I am the youngest child in my family and not by a small amount.  My sisters, who are ten and twelve years older than me, taught me a lot about life.  Sometimes, they taught me with instruction or lectures.  Sometimes, I learned by watching them fail.  People have always said I was “wise for my age.” What they didn’t realize is that was because I always hung around with older people and learned through them.

Wisdom isn’t inherent; in other words nobody is born wise.  You can be born with an ability to learn quickly or to apply what you’ve learned.  You can be born with a sense for interpersonal skills or athleticism, but you cannot be born with wisdom.

Wisdom is imparted; in other words, wisdom is gifted and given to us by someone or something else.  You can be smart and have all sorts of ideas without wisdom.  A person can have an unlimited amount of opinions all on their own, but wisdom is learning when and how to share those thoughts and opinions.  Wisdom is developing a sense of what the consequences are of certain decisions.  Wisdom is the ability to make choices that bring about the intended results without harming others.

Wisdom is the opposite of folly. Folly is making choices and decisions based on the moment rather than what is truly beneficial.  Making decisions based on my emotions, cravings, yearnings or even needs can appear wise or seem right, but, more often than not, will lead to longer term consequences.  Similarly, wisdom might seem foolish in the moment, but will often bring about long term results.

As a simplistic example, consider watering a plant.  Someone who is smart might determine they can water the plant once a month if they put enough water on it at once.  This would lessen the work load and ensure you don’t miss a day.  Wisdom will help that person water as the plant needs, not as they desire.

Our walk with God is similar.  Folly is when we form opinions about God or what is right and wrong without ever learning or listening.  Wisdom is imparted by God in His Holy Word and gifted from others and their experiences.  We will have all sorts of opinions and ideas; some might be good, but most are uninformed folly.  God says humility is the beginning of wisdom. (Proverbs 11:2.)  Are you willing to admit your ideas may be wrong or under informed? If not, you will never be wise.

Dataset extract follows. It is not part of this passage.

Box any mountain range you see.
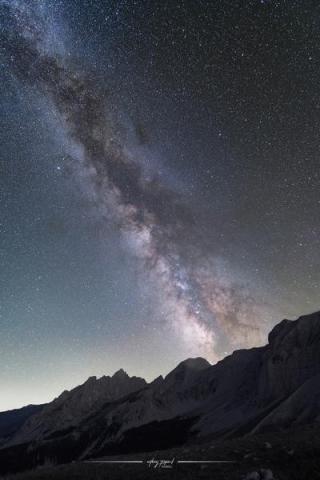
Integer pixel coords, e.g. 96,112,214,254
1,310,320,475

The ability to remain humble comes from confidence in the Lord.  A person who cannot be wrong finds security and meaning in themselves and who they are.  This is the heart of folly.  Each of us are frequently wrong, even in areas we consider ourselves to be an “expert.”  Wisdom admits our failures; folly denies them.  I want to invite you to step into wisdom and listen more than we speak, to observe and ask more than we inform; to seek truth in the only place that speaks it fully and clearly… the Word of God and apply those truths in every moment.